The Bell is duly listed in the June 1983 edition of ‘Him Magazine’ , which was by then the key monthly gay publication (squarely aimed at gay men) in the UK then from the Millivres stable (especially since the demise of Gay News). It was described as
‘a large comfortable mixed club’ with ‘Friday: disco by Icebreakers & Gay CND 8.30-12am 90p (40p UB40s),’ ‘Sundays: Movements alternative disco 8-11.30 80p’.
On the front cover though, its key story was headed in a lurid large red banner AIDS: ‘Gay Death- Plot Panic’: Fact or Science Fiction? Accompanying it was an image: a large glass flask with heat and flames being applied to the bottom and young gay men swimming around inside it, some being burnt by the boiling water (drawn by the then popular cartoonist, Oliver Frey). It is a very strange image now and although you feel they were simply trying to satirise the red top papers of the day, I’m not sure it wouldn’t in fact have served to alarm gay people yet further.

Perhaps however that is what they were trying to do? Inside, on p3 the editorial, written by Roger Kean reads:
If anyone considers our cover this month to be sensationalist nonsense, then he should pause to reflect: today America is alive with rumours and counter rumours , gay extermination plots by the government etc. These may be true or fanciful but what is certain is the indication that even is if AIDS is not some mad homophobic plot, the effects of the disease could well lead to one. Even the gay press has done little but cause confusion. The American paper, the Advocate(the key American gay monthly magazine then) has waffled in alarmist terms whilst the income from dubious medical cure all ads (in its advertising pages) rolls in. Whether their own front page really helped matters is also questionable I’d suggest. However on p33 (with the same whole page image of the flask, in black & white) there is a fairly comprehensive seven page article about what was known then and the then current developments. Generally, in retrospect it does it quite well, with a lot of frank information given in the seven pages about what was then known and ways of decreasing the risk of contracting the disease:
Number 1.Cut down on the amount of anonymous casual sex; ie: avoid promiscuity. Particularly avoid partners who are known to be promiscuous. Avoid group sex.

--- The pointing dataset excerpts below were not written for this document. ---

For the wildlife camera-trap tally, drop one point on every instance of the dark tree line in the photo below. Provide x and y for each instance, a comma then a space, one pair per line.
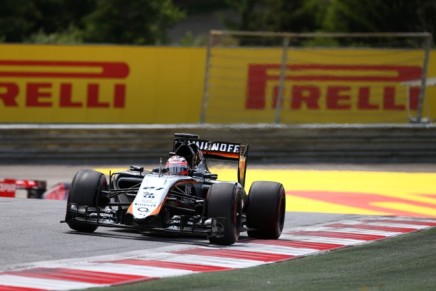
147, 21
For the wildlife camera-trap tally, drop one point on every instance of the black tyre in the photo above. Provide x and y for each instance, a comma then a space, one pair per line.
266, 210
224, 200
85, 191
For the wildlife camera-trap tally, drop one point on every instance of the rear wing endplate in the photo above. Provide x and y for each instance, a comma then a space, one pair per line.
226, 151
216, 150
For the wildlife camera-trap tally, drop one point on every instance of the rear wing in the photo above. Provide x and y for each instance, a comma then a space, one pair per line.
217, 150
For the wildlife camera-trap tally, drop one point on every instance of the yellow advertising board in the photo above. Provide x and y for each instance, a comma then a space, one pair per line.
100, 84
132, 84
319, 86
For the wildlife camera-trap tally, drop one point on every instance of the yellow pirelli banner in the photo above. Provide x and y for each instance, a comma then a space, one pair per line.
100, 84
318, 86
128, 84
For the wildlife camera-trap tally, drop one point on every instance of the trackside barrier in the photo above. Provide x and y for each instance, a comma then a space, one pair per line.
138, 144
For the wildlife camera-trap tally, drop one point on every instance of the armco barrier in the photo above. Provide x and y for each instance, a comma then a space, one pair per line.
139, 144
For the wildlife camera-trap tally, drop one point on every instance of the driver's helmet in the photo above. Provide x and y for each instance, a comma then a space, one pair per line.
177, 165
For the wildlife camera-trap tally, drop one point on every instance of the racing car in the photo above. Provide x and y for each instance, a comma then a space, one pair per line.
182, 198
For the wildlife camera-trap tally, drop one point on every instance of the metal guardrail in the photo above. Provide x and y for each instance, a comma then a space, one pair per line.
138, 144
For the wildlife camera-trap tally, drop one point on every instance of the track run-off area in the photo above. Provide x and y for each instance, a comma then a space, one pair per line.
366, 206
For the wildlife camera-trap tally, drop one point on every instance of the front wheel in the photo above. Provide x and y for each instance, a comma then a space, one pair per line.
266, 210
85, 191
224, 200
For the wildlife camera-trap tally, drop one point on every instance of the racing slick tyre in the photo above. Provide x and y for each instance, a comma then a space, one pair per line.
85, 191
224, 201
266, 210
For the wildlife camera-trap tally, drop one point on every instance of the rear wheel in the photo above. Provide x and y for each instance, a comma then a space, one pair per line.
266, 210
224, 200
85, 191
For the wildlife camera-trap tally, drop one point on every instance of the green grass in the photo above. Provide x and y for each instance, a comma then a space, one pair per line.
407, 262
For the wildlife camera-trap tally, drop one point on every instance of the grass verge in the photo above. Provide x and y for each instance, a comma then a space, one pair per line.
407, 262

This was very strong stuff then. No mention of the term safer sex, it had not yet been coined or indeed the advice added about using a condom for anal sex, which was later to become the key message. Up until April 1983 it tells us, there had been 14 cases in the UK BUT (my emphasis) only 5 of those were homosexuals, reported the Communicable Disease Surveillance Centre (CDSC) in Colindale, North London. New York in comparison had had 450 cases by then. A paragraph on the penultimate page also mentions the new Terrence Higgins Trust, an organisation set up by the friends of Terry Higgins, who had collapsed in Heaven and later died, an early victim of AIDS; to fundraise, offer a helpline service, write a leaflet for gay men about the facts and co-ordinate information and knowledge with the also relatively newly set up Gay Men’s Health Crisis organisation (GMHC) in New York.
It is I suppose a credible effort to try and provide non sensationalist information to its audience, despite its sensationalist front cover. From now onwards HIV/AIDS would continue to always be close to the top of the agenda for gay men (and of course in theory at least, other men having sex with men). There was no doubt, agendas were changing.